Eventually, the bride could be seen riding a horse far down the hill and slowly inching her way to meet her groom. As the marriage ceremony finally drew to a close, the mournful sound of a train whistle dashed any remaining hopes of volleyball that afternoon. With a deep sigh of resignation, I heartily threw myself into the reception party for the bride and groom who were ensconced in a bower of flowers and greenery surrounded by friends, family and groaning tables of food. Finally, finally Padre Cisneros announced our leaves-taking. While he shook hands and gave blessings, I busied myself loading the collection plate into my backpack. A quick calculation…maybe $4.00 American.

Then they brought out the horses for us. One was a beautiful black stallion that pranced and snorted. My eyes lit up. I had spent three summers working at a camp as a riding instructor. I couldn’t wait to mount that beauty and, who knows, might yet make it back to town in time for the match. Instead, someone handed me the reins to a chubby, stumpy, pinto pony. We took off and before long it became clear that the stallion was too much horse for the good Father. So, when we stopped at a stream within sight of the railroad tracks, Padre offered to switch mounts and allowed as how I might want to follow the rails back to Tamasopo at my own pace. Which, indeed, I did.

Me and my sweat stained mount cantered up to the volleyball court at the very end of the match. No one noticed. The game was tied. I wasn’t going to play. Not at that point. It was their game. Their world. And I was just a spectator looking in.

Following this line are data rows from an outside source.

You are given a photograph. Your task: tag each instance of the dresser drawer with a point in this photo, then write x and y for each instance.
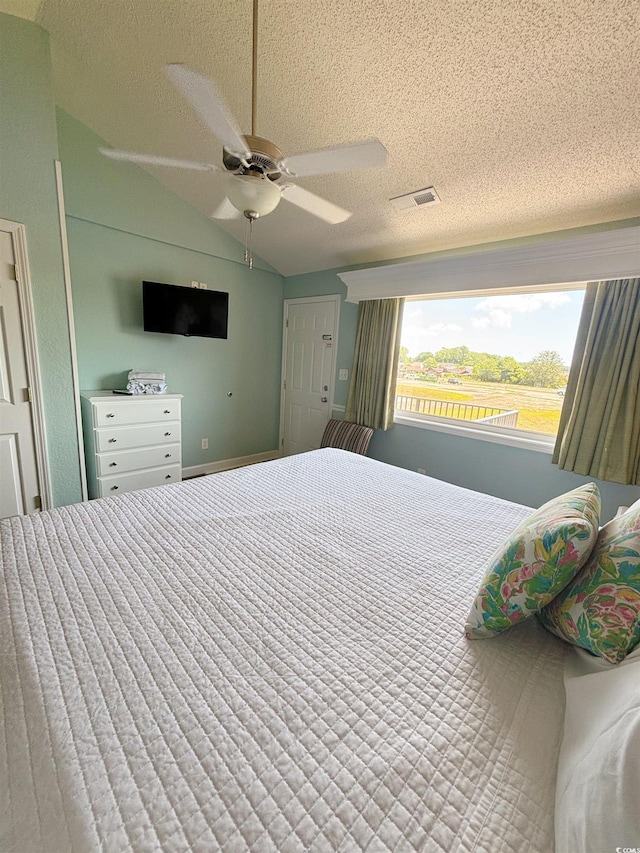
(120, 462)
(138, 480)
(123, 438)
(130, 411)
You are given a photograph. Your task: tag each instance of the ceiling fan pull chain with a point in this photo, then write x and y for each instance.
(248, 235)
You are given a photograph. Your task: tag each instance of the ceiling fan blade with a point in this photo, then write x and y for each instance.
(341, 158)
(152, 160)
(225, 210)
(315, 205)
(206, 101)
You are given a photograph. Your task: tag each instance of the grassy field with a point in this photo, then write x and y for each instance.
(539, 408)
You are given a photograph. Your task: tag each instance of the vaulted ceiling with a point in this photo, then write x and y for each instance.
(523, 114)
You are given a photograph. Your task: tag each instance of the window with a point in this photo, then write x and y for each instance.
(495, 364)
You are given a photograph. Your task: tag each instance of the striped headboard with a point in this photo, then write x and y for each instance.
(347, 436)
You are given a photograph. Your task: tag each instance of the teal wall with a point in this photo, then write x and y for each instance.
(123, 226)
(523, 476)
(28, 149)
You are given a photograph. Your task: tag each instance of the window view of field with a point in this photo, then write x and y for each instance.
(517, 379)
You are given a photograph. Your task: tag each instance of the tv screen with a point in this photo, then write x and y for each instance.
(175, 310)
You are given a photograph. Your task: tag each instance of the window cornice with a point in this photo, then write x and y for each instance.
(586, 257)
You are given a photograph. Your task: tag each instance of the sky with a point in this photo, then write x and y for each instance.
(521, 325)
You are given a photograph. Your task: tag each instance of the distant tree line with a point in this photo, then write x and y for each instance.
(546, 370)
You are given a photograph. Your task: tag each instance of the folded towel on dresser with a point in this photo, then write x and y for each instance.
(146, 382)
(146, 376)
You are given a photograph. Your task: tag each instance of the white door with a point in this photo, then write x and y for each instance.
(309, 367)
(19, 484)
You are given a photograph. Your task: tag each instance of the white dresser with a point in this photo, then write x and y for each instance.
(130, 442)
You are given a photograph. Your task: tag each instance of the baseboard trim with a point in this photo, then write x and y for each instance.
(228, 464)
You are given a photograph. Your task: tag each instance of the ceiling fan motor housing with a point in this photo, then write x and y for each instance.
(264, 158)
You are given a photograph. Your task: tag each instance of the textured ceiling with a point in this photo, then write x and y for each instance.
(524, 114)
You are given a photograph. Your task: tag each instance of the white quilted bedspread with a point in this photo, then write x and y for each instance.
(271, 659)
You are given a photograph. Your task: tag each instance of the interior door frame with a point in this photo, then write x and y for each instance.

Two days later Carrie and I were on the midnight train back to San Luis Potosi and from there to our respective exchange families. As she slumped her sleeping head on my shoulder, I pondered how best to describe this trip to Ramon. If I got too excited about my adventures in a simpler, throwback place, he might think me ungrateful for his luxurious, high end hospitality. I didn’t want to offend him. After all, he had generously and graciously put me up for six weeks in his beautiful home and, I think, enjoyed my company, the chance to use his business English and the nightly three-ball competition.

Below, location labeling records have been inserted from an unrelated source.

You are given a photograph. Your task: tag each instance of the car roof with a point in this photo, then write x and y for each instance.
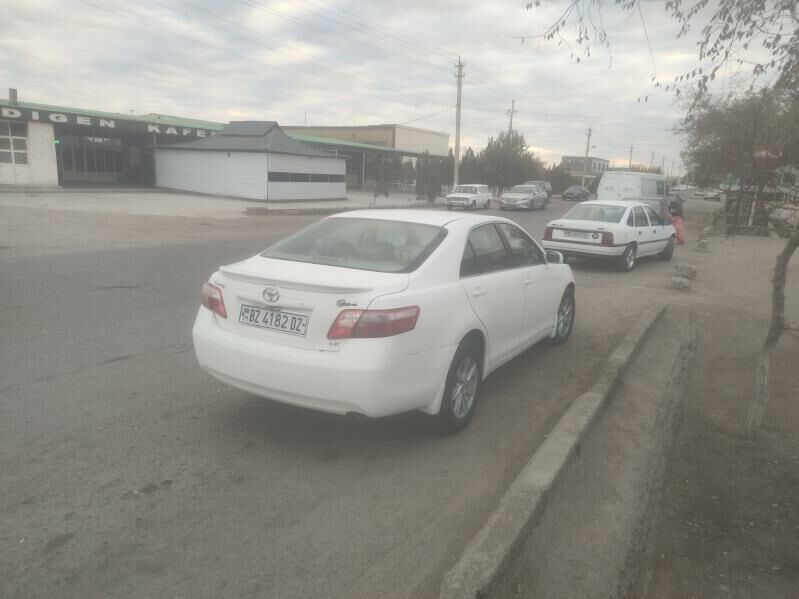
(624, 203)
(438, 218)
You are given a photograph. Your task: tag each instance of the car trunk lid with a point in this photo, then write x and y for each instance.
(583, 231)
(294, 304)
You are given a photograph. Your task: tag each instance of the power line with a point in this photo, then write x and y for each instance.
(332, 65)
(427, 116)
(305, 77)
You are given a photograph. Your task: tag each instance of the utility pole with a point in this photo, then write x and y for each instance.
(510, 114)
(459, 76)
(585, 161)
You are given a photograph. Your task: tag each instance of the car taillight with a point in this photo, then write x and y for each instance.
(213, 300)
(363, 324)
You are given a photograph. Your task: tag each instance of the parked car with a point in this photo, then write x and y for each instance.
(376, 312)
(620, 230)
(469, 196)
(545, 184)
(650, 188)
(576, 192)
(524, 196)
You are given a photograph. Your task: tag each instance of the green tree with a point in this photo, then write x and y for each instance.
(744, 139)
(507, 161)
(559, 178)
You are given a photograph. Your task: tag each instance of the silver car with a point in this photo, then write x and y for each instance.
(527, 197)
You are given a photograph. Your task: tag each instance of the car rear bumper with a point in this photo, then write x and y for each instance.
(584, 250)
(372, 377)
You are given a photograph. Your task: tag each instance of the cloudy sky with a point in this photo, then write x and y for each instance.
(346, 62)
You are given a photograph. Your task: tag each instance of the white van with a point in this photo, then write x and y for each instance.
(643, 187)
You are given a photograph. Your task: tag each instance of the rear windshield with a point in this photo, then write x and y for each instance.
(602, 213)
(365, 244)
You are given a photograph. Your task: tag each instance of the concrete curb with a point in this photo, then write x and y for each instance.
(260, 211)
(492, 548)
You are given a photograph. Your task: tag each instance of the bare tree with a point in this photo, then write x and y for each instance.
(735, 33)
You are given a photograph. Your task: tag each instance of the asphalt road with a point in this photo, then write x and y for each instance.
(125, 471)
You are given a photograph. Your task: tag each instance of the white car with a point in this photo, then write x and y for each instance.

What could I say? It was all good.

Footnote: The area has certainly changed in the intervening sixty years since my visit. There were no hotels in Tamasopo, no busses or packaged tours back then. I’m sure the natural scenery is still just as dramatic and beautiful, if more crowded. And perhaps the hospitality shown to us two Americans was a forerunner to the burgeoning tourist industry in the region. Incidentally, I did arrange for one of our welcoming Tamasopo friends, a young woman named Chayo, to come and stay in our Michigan home for a semester in high school with my sister.